SpaceOAR (OAR stands for “organs at risk”) hydrogel helps prevent this by expanding the space between the prostate and rectum, remaining in the body for about three months. After that, the gel is typically absorbed by the body. The hydrogel is made of two liquids that, when combined, form a soft, gel-like synthetic consisting mostly of water. This biodegradable material historically has also been used as surgical sealants on the eye, brain, and spine.

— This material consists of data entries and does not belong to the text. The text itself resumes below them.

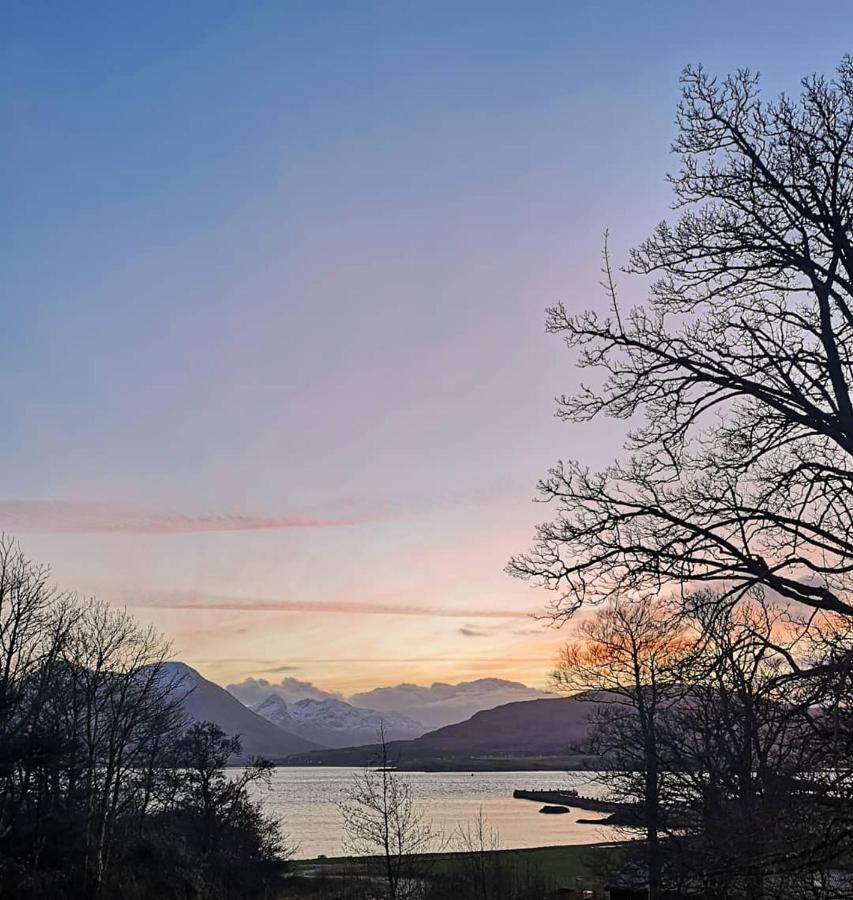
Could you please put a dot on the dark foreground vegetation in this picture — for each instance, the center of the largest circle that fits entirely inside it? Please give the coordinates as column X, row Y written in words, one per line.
column 105, row 790
column 713, row 561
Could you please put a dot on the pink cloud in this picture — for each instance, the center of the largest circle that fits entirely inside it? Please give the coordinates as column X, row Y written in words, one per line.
column 323, row 606
column 83, row 516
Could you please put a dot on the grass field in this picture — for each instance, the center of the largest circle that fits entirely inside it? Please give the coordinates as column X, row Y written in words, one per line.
column 563, row 866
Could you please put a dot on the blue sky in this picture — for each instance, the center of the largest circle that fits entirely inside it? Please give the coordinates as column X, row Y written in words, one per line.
column 273, row 287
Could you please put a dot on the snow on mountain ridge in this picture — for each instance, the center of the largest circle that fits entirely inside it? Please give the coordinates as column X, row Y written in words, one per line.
column 335, row 719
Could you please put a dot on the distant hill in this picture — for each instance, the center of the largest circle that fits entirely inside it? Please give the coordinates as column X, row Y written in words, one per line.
column 552, row 728
column 442, row 704
column 335, row 723
column 205, row 701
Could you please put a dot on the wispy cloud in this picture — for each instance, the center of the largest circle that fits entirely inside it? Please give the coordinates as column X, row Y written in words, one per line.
column 339, row 607
column 101, row 517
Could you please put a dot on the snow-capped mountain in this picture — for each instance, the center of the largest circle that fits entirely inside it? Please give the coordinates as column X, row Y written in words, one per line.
column 335, row 723
column 203, row 700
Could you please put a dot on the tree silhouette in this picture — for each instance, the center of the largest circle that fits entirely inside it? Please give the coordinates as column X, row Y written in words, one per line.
column 736, row 373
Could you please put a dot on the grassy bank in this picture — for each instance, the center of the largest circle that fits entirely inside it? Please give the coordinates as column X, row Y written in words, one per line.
column 570, row 866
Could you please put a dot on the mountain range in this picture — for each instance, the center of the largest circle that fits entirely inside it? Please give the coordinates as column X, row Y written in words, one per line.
column 205, row 701
column 531, row 733
column 434, row 705
column 335, row 723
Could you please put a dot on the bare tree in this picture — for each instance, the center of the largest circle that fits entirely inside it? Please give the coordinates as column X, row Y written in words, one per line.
column 736, row 373
column 760, row 770
column 381, row 816
column 626, row 660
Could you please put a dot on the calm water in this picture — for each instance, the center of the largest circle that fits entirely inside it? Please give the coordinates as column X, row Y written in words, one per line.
column 305, row 801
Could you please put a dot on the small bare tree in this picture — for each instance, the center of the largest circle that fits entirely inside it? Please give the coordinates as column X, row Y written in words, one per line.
column 625, row 660
column 381, row 816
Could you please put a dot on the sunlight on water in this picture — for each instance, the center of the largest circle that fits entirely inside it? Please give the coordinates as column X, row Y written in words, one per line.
column 305, row 800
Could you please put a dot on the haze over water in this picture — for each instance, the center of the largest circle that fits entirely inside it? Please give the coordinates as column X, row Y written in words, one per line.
column 305, row 800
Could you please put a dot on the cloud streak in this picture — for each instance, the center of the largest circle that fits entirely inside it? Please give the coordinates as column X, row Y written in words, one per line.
column 100, row 517
column 322, row 607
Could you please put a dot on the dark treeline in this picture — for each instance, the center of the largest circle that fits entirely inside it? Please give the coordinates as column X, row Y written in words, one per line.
column 105, row 790
column 716, row 552
column 736, row 769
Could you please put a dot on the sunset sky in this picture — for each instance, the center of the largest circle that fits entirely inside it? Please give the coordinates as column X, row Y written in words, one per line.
column 274, row 278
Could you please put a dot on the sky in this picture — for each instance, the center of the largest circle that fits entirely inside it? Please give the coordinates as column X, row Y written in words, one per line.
column 274, row 275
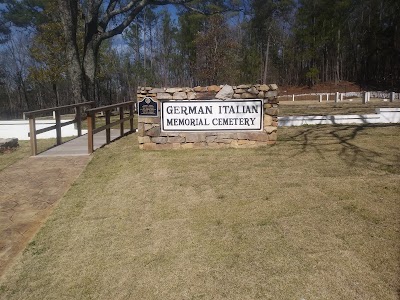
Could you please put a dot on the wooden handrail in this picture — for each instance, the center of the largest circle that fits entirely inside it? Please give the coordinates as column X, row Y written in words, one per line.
column 35, row 113
column 57, row 110
column 91, row 119
column 109, row 107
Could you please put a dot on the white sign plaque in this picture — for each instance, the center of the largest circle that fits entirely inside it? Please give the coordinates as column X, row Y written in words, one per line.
column 212, row 115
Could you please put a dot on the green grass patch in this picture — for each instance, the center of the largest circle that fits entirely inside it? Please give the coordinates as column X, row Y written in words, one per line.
column 314, row 217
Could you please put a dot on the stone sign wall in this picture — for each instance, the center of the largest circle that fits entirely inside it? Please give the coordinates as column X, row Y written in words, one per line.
column 152, row 136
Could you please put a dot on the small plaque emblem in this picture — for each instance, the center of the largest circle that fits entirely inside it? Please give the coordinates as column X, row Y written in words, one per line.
column 148, row 107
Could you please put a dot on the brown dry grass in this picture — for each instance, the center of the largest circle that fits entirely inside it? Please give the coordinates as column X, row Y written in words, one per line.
column 313, row 107
column 314, row 217
column 12, row 156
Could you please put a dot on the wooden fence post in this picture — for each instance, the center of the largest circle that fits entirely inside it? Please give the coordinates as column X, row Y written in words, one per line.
column 131, row 114
column 58, row 127
column 121, row 116
column 32, row 130
column 78, row 119
column 108, row 130
column 90, row 132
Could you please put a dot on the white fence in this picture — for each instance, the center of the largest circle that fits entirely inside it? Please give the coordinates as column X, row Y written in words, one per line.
column 382, row 116
column 20, row 128
column 332, row 96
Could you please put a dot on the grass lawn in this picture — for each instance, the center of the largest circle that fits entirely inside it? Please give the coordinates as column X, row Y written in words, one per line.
column 314, row 217
column 24, row 150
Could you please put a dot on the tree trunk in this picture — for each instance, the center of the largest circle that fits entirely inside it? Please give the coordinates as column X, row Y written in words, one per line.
column 69, row 12
column 90, row 69
column 265, row 73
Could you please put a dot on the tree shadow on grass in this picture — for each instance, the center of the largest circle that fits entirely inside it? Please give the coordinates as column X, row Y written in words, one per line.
column 354, row 144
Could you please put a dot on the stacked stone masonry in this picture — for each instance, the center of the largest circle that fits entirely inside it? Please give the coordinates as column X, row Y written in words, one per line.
column 151, row 137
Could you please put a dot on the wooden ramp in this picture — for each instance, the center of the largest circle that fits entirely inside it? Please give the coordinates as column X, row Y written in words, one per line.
column 79, row 145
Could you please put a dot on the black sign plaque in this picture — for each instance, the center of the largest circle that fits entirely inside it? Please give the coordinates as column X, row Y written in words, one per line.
column 148, row 107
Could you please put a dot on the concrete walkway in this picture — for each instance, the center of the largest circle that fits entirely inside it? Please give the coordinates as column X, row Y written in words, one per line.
column 79, row 146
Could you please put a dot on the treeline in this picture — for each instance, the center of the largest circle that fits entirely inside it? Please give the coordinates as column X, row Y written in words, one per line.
column 194, row 43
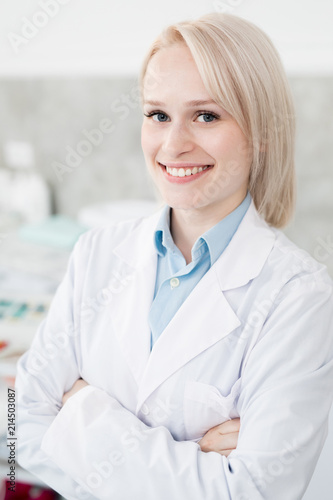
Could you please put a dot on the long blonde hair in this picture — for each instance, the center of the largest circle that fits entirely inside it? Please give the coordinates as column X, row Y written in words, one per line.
column 243, row 73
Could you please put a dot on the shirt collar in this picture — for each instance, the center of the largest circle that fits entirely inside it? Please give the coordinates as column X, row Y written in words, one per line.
column 215, row 240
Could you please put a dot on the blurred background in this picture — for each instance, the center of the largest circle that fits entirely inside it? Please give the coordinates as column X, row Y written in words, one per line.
column 70, row 155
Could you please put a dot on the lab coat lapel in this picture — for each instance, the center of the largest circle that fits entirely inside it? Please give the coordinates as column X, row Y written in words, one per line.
column 206, row 317
column 202, row 320
column 137, row 262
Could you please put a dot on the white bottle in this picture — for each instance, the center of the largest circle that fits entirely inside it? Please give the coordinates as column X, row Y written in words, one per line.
column 24, row 195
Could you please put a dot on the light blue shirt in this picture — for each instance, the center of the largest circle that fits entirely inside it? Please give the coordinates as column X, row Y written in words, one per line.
column 174, row 278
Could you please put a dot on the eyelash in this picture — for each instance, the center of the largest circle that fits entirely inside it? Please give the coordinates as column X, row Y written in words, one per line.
column 200, row 113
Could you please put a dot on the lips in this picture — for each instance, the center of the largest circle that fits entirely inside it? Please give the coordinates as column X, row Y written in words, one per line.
column 184, row 169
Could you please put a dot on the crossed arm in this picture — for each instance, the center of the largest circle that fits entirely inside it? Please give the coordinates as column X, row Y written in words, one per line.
column 221, row 438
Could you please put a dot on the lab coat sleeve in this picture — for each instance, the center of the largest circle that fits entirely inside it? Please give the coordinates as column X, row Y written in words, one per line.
column 286, row 394
column 44, row 373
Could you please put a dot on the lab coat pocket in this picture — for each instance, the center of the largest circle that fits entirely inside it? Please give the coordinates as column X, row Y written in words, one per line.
column 205, row 407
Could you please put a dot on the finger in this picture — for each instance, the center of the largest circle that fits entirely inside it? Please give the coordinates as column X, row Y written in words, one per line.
column 228, row 426
column 213, row 441
column 225, row 453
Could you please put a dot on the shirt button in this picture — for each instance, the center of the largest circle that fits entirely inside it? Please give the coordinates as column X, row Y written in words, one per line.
column 174, row 282
column 144, row 409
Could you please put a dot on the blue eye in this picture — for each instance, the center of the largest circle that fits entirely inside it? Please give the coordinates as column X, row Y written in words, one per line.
column 207, row 117
column 157, row 116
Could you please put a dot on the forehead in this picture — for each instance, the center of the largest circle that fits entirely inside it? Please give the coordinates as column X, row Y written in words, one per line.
column 172, row 71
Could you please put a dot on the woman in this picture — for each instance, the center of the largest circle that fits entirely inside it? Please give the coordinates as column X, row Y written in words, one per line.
column 196, row 316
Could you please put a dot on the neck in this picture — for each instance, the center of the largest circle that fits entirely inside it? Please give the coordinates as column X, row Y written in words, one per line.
column 187, row 225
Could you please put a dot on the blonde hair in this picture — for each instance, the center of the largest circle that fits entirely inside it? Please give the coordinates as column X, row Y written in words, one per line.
column 243, row 73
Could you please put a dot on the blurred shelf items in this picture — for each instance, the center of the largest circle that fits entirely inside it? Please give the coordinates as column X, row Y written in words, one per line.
column 34, row 250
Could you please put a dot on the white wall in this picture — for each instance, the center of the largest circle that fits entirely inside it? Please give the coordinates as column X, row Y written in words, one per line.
column 109, row 37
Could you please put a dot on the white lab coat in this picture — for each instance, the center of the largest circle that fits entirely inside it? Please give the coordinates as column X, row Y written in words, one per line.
column 253, row 339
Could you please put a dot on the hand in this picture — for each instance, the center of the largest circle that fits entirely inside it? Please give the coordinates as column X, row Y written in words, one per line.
column 79, row 384
column 222, row 438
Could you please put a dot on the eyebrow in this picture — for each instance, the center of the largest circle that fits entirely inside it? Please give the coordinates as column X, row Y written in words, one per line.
column 189, row 104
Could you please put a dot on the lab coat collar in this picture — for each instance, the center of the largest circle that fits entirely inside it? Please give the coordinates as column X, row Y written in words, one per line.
column 240, row 262
column 184, row 337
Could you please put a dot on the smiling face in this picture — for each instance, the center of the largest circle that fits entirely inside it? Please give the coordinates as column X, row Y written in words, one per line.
column 195, row 151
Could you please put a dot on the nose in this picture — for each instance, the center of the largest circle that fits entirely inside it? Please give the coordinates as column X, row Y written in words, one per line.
column 177, row 140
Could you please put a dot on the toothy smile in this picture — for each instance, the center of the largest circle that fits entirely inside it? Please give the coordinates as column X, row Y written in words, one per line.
column 185, row 171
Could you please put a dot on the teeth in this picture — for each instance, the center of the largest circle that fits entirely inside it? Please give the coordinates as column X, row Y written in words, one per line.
column 181, row 172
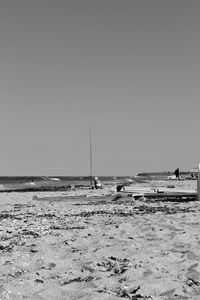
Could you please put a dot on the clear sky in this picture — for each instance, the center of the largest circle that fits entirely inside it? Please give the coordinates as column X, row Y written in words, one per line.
column 132, row 67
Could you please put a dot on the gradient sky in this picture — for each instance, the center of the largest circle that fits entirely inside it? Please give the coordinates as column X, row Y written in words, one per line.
column 132, row 67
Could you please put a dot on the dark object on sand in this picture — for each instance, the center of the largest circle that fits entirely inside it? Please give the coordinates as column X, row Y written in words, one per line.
column 120, row 187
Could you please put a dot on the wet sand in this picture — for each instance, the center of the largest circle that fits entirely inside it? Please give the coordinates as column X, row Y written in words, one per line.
column 82, row 247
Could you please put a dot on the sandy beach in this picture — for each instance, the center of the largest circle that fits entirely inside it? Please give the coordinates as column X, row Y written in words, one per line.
column 91, row 245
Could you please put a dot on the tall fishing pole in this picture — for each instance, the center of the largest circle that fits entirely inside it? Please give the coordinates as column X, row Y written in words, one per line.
column 90, row 155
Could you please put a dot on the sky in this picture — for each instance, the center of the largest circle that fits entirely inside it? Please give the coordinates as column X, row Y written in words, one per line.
column 131, row 68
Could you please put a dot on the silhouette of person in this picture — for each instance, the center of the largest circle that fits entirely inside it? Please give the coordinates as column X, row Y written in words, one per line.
column 177, row 173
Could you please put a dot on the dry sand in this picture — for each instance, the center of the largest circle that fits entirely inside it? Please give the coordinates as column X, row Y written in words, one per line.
column 95, row 248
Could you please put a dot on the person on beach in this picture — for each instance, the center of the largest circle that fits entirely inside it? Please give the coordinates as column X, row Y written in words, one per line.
column 177, row 173
column 97, row 183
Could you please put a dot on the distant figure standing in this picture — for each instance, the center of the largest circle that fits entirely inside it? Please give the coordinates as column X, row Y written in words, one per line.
column 177, row 173
column 97, row 183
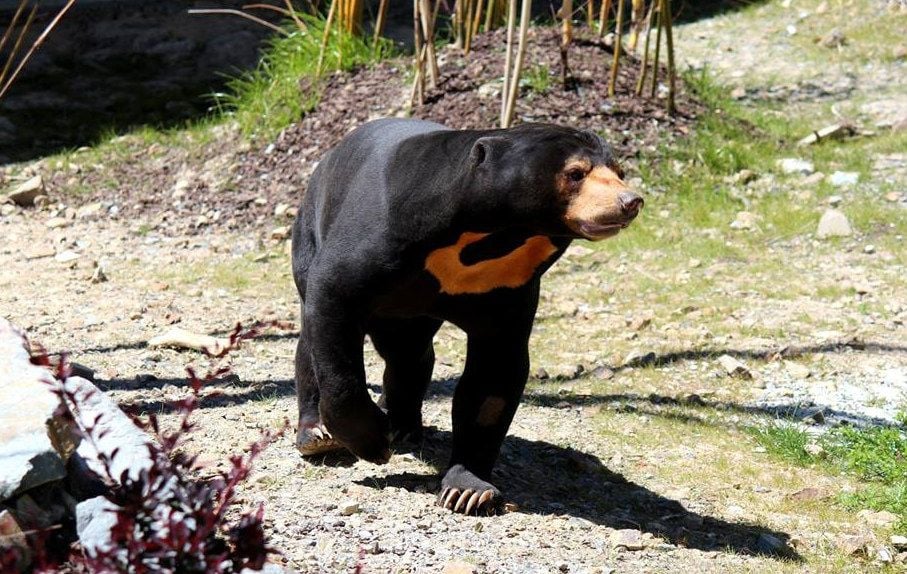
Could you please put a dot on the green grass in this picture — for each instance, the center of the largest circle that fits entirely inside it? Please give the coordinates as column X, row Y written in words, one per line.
column 285, row 84
column 876, row 456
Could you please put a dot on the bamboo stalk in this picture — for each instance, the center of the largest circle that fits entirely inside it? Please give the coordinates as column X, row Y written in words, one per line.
column 505, row 90
column 379, row 22
column 332, row 11
column 645, row 51
column 658, row 33
column 518, row 65
column 669, row 36
column 618, row 36
column 603, row 18
column 428, row 36
column 35, row 45
column 566, row 39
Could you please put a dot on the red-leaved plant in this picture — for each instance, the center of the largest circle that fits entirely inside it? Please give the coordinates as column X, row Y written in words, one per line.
column 166, row 520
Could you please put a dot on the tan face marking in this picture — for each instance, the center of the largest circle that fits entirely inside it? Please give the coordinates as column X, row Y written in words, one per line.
column 593, row 208
column 490, row 411
column 512, row 270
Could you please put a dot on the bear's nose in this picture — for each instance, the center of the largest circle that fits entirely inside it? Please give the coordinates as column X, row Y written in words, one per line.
column 630, row 203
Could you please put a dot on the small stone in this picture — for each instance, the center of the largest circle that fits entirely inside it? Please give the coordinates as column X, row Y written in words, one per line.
column 349, row 508
column 881, row 518
column 745, row 221
column 280, row 233
column 844, row 178
column 808, row 494
column 734, row 368
column 833, row 223
column 791, row 165
column 628, row 538
column 25, row 193
column 56, row 222
column 834, row 39
column 66, row 256
column 603, row 373
column 768, row 544
column 459, row 567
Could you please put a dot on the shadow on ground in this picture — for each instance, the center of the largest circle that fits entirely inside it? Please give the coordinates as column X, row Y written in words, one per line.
column 542, row 478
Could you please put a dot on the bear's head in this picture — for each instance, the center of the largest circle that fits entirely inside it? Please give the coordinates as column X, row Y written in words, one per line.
column 555, row 180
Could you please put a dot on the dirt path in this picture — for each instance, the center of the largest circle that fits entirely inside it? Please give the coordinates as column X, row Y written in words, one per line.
column 629, row 453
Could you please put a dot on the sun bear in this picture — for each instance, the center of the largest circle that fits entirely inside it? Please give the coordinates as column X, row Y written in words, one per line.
column 406, row 224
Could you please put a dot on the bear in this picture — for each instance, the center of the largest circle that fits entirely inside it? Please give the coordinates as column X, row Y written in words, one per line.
column 406, row 224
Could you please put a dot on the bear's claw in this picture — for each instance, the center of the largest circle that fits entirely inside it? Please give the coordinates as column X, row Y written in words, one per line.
column 467, row 500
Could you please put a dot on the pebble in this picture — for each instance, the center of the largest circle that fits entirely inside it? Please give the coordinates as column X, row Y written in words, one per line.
column 844, row 178
column 792, row 165
column 833, row 224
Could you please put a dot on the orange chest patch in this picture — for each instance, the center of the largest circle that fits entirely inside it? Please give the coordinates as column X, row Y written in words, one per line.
column 511, row 270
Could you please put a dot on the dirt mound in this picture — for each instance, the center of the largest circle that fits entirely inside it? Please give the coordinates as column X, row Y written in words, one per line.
column 225, row 184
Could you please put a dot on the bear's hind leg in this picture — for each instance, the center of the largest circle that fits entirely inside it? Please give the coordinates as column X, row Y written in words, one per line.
column 409, row 357
column 311, row 437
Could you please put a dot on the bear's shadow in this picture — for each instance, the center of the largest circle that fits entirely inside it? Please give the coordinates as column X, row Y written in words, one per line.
column 546, row 479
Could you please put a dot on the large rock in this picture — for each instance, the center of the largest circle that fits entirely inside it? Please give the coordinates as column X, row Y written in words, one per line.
column 34, row 444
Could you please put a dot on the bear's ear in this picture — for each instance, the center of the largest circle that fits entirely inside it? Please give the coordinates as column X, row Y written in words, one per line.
column 487, row 150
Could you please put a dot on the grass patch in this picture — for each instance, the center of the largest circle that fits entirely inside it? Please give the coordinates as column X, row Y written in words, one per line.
column 284, row 85
column 877, row 456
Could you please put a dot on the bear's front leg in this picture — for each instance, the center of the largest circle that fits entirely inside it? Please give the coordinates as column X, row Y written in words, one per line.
column 487, row 396
column 336, row 339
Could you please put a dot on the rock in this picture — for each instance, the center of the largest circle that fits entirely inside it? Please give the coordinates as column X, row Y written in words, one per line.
column 602, row 373
column 734, row 368
column 25, row 193
column 56, row 222
column 853, row 544
column 280, row 233
column 843, row 178
column 809, row 493
column 833, row 223
column 768, row 544
column 628, row 538
column 349, row 508
column 881, row 518
column 182, row 339
column 459, row 567
column 90, row 211
column 833, row 131
column 792, row 165
column 66, row 256
column 34, row 444
column 834, row 39
column 637, row 358
column 745, row 221
column 796, row 370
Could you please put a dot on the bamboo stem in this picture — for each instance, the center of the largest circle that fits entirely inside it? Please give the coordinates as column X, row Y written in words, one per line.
column 618, row 36
column 518, row 65
column 505, row 90
column 645, row 51
column 428, row 36
column 603, row 18
column 669, row 36
column 332, row 11
column 379, row 22
column 658, row 33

SpaceOAR was introduced at Crozer Health in 2018. It’s offered to patients with an appropriate anatomy for the procedure, who are about to undergo either external beam radiation with intensity-modulated radiation therapy or stereotactic radiosurgery with CyberKnife, said Stephen A. Arrigo, M.D., Chair of Radiation Oncology at Crozer Health .

“We’re inserting markers to guide the radiation treatment and, in the same procedure, injecting the hydrogel, which reduces radiation exposure to the rectum by 70 percent and reduces the symptoms of proctitis by 70 percent,” Dr. Arrigo said.

SpaceOAR gel is inserted by transperineal injection under general anesthesia. It typically takes about a half-hour, he explained.

In a clinical study, SpaceOAR patients who had erections sufficient for intercourse prior to undergoing prostate radiation therapy were 30 percent more likely to retain sexual function after their treatment. Hydrogel has also significantly reduced urinary side effects of radiation therapy, including incontinence. “We’re able to reduce the dose to the bladder neck because the hydrogel changes the geometry,” Dr. Arrigo said. “Urinary frequency, urgency, and burning during urination all have to do with bladder neck dose.”